We can perform a mb_strpos search. If the text is found, use the returned value as start index. Then use mb_strlen to get the length of the target text and add it with the start index as the end index. Store the end index as offset and pass to mb_subpos until nothing is found. Easy, right?

$somePatterns = [
    'Foo',
    'Bar',
    'Baz',
];

$someLongText = "Foo Bar 測試 Baz";
$textLength = mb_strlen($someLongText);
$result = [];

foreach ($somePatterns as $pattern) {
    $offset = 0;

    while ($textLength > $offset) {
        $foundIndex = mb_strpos($someLongText, $pattern, $offset);
        if ($foundIndex === false) {
            $offset = $textLength;

            continue;
        }

        $result[] = [
            'pattern' => $pattern,
            'start' => $foundIndex,
            'end' => $foundIndex + mb_strlen($pattern),
        ];

        $offset = $foundIndex + mb_strlen($pattern);
    }
}

echo json_encode($result);

[
    {"pattern":"Foo","start":0,"end":3},
    {"pattern":"Bar","start":4,"end":7},
    {"pattern":"Baz","start":11,"end":14}
]

Issues

But what if time concerned?
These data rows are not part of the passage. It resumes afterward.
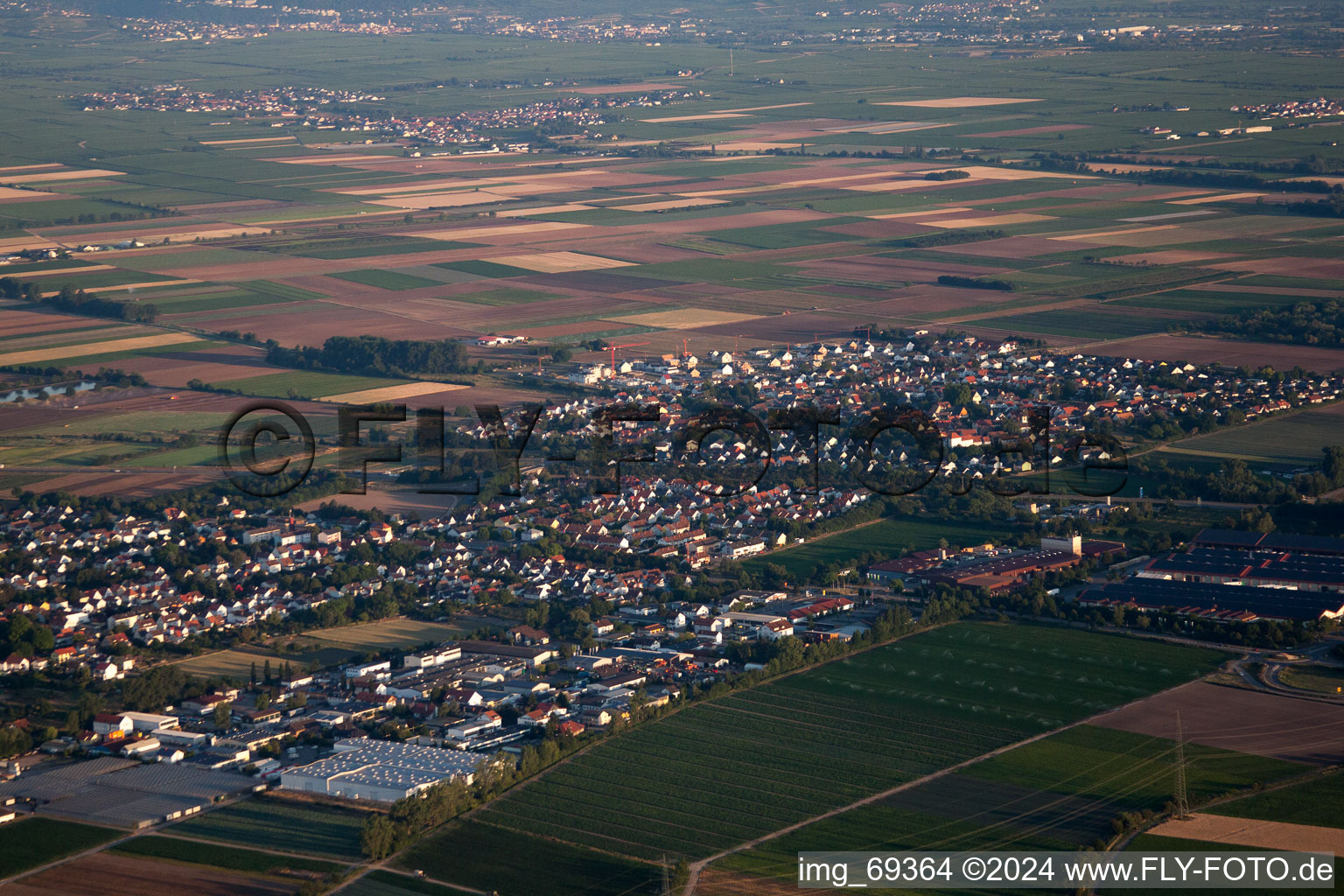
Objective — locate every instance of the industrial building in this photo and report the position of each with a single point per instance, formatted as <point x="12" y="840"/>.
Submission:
<point x="1271" y="542"/>
<point x="124" y="793"/>
<point x="1254" y="569"/>
<point x="1219" y="602"/>
<point x="379" y="770"/>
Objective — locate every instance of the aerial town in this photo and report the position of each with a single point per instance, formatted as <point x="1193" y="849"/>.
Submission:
<point x="680" y="449"/>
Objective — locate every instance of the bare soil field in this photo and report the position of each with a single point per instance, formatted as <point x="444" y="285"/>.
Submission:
<point x="957" y="102"/>
<point x="393" y="501"/>
<point x="393" y="394"/>
<point x="724" y="883"/>
<point x="1251" y="832"/>
<point x="218" y="364"/>
<point x="1221" y="351"/>
<point x="1030" y="132"/>
<point x="1007" y="248"/>
<point x="1289" y="266"/>
<point x="17" y="323"/>
<point x="599" y="90"/>
<point x="686" y="318"/>
<point x="34" y="356"/>
<point x="894" y="269"/>
<point x="112" y="875"/>
<point x="1253" y="722"/>
<point x="1168" y="256"/>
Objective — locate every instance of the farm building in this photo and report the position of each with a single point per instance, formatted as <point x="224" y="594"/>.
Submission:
<point x="379" y="770"/>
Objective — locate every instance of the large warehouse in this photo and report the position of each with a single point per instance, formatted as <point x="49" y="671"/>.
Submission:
<point x="379" y="770"/>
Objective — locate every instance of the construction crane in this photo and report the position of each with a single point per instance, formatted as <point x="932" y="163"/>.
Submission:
<point x="613" y="346"/>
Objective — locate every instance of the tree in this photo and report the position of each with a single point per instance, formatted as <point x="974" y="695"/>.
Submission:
<point x="1332" y="464"/>
<point x="223" y="713"/>
<point x="378" y="837"/>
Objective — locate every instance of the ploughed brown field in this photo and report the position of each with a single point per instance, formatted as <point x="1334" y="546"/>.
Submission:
<point x="1222" y="351"/>
<point x="1253" y="722"/>
<point x="108" y="875"/>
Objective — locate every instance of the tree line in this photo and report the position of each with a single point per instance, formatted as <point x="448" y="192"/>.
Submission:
<point x="77" y="301"/>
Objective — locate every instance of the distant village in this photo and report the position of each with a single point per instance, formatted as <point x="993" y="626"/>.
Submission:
<point x="318" y="109"/>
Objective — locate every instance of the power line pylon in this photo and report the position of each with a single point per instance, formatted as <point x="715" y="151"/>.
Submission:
<point x="1181" y="802"/>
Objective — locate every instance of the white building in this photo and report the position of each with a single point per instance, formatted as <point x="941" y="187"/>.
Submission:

Also some people may also afraid on dealing with while-loops. We can use Regular Expression (RegEx) to find all the text which matches the pattern.

$thatString = "Foo Bar 測試 Baz";

preg_match_all("/Baz/iu", $thatString, $matches, PREG_OFFSET_CAPTURE);

echo json_encode($matches);

But why is the offset 15 instead of 11?

We all know UTF-8 is a multi-byte encoding and CJK characters usually need 3 bytes. mbstring module handles UTF-8 correctly, but preg_match_all cannot.

The computer sees this instead.

46 6F 6F // Foo
20       // <Space>
42 61 72 // Bar
20       // <Space>
E6 B8 AC // 測
E8 A9 A6 // 試
20       // <Space>
42 61 7A // Baz

That’s why Baz is starting at offset 15. We can call it a “byte offset”. So how can I make it compatible with multi-byte characters?

First, we can grab the string from the beginning to the “byte offset”:

$someLongText = "Foo Bar 測試 Baz";
$byteOffset = 15;

$stringBeforeByteOffset = substr($someLongText, 0, $byteOffset);
// This grabs "Foo Bar 測試 "

Then we can get the length by utilising mb_strlen function.

$characterStartOffset = mb_strlen($stringBeforeByteOffset); // 11

And finally get the end offset by adding the length of matched text.

$fullMatchString = "Baz";
$characterEndOffset = $characterStartOffset + mb_strlen($fullMatchString);
// 11 + 3 = 14, we got the correct offset now 🎉

Profit!

Last but not least

Don’t use any ereg functions from mbstring module. The original ereg is removed since PHP 7.0. It is recommended to use PCRE preg_match instead.